To shoot the film, 1970s Hell’s Kitchen was recreated by production designers. Workable streetscapes were found and modern buildings were dressed in signage and sets to reflect the era. Period cars from a Chevy Nova to a Dodge Aspen filled the streets and skylines were digitally adjusted and augmented. In order to capture the graphic novel style, Berloff and the production team took a noir approach.
“If you like the comic book and you like 1978 gritty New York gangster movies, we’ve got one for you,” the writer/director said. “I first and foremost really feel like it’s really important to respect the original material and to that end I made sure I included the original writers. I tried to include them as much as humanly possible just so that they were part of the process, because it started with them. I got their blessing to take their fantastic work and turn it into a movie. I feel very strongly that a book is a book and a movie is a movie and they have to live in two separate spaces, so you have to be able to let the movie breathe and be its own thing.”
Using the comic book, which is set around three white women—two of whom are sisters—as a jumping-off point, Berloff decided to make some changes for the crime drama.
“With coming off of Straight Outta Compton at the time that I was sent the comic book, I just didn’t want to make a movie about three white women and I felt I could continue having a conversation of race through this movie, so I created the role of Ruby and off of Ruby came this idea it would be fun to have a difficult mother-in-law, so then along comes the character of Helen, so I definitely had the freedom to go in lots of directions,” explained Berloff, who also noted that the most rewarding part of making the film was the respectful environment that was created.
While Berloff didn’t envision any specific actresses while writing the screenplay, the three work in harmony to create the dramatic vibe of the film.
“We had to make sure we were adhering to the genre, which is a crime story, so there were moments of humor that pop out, but it’s very dark humor that’s purposely put there to relieve the tension at some of the more difficult moments,” Berloff said of what it was like to bring the three together tone-wise, being that McCarthy and Haddish are known for their comedic brilliance. “When we were working on the editing, anytime we were too far into one direction or the other we had to bring it back and remind ourselves what genre we were working in.”
While on screen is a serious crime drama, behind the scenes seemed like anything but. Berloff recalled a moment on set where the three were shooting a serious scene on the streets of New York when a car rolled by loudly playing Dr. Dre. While at first the lead females tried to pretend they couldn’t hear the music, Moss and Haddish broke character and began laughing and dancing.

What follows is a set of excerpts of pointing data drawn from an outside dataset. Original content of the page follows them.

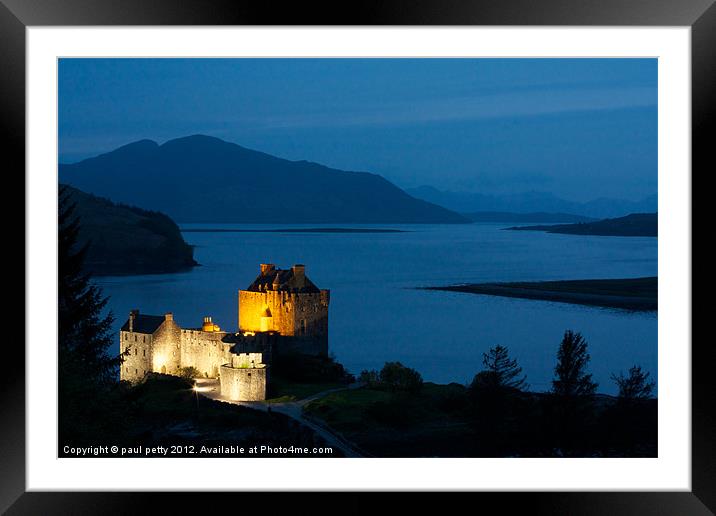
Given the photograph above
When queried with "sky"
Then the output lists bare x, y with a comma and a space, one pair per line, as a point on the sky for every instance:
578, 128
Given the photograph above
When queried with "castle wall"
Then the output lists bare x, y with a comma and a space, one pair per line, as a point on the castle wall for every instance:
166, 347
139, 360
243, 383
292, 314
205, 351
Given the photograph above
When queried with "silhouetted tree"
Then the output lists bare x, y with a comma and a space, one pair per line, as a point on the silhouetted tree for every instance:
87, 372
635, 386
498, 407
500, 370
571, 378
572, 392
396, 377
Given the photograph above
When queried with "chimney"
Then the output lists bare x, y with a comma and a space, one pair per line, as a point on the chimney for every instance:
299, 270
132, 316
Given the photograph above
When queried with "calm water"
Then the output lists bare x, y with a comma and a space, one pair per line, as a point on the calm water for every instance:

“It was as fun as you would think and I’m not kidding,” Berloff said. “It is not every day you get to have a front seat to two of the funniest ladies in America tearing it up with each other and they really genuinely did. We’d be in these very serious scenes and then we’d yell cut and everybody would start dancing and cracking each other up. It was really joyful. It was one of the best experiences of my life.”
McCarthy, Haddish and Moss started serving up mob life in The Kitchen, presented by New Line Cinema and distributed by Warner Bros. Pictures, in theaters on Aug. 9.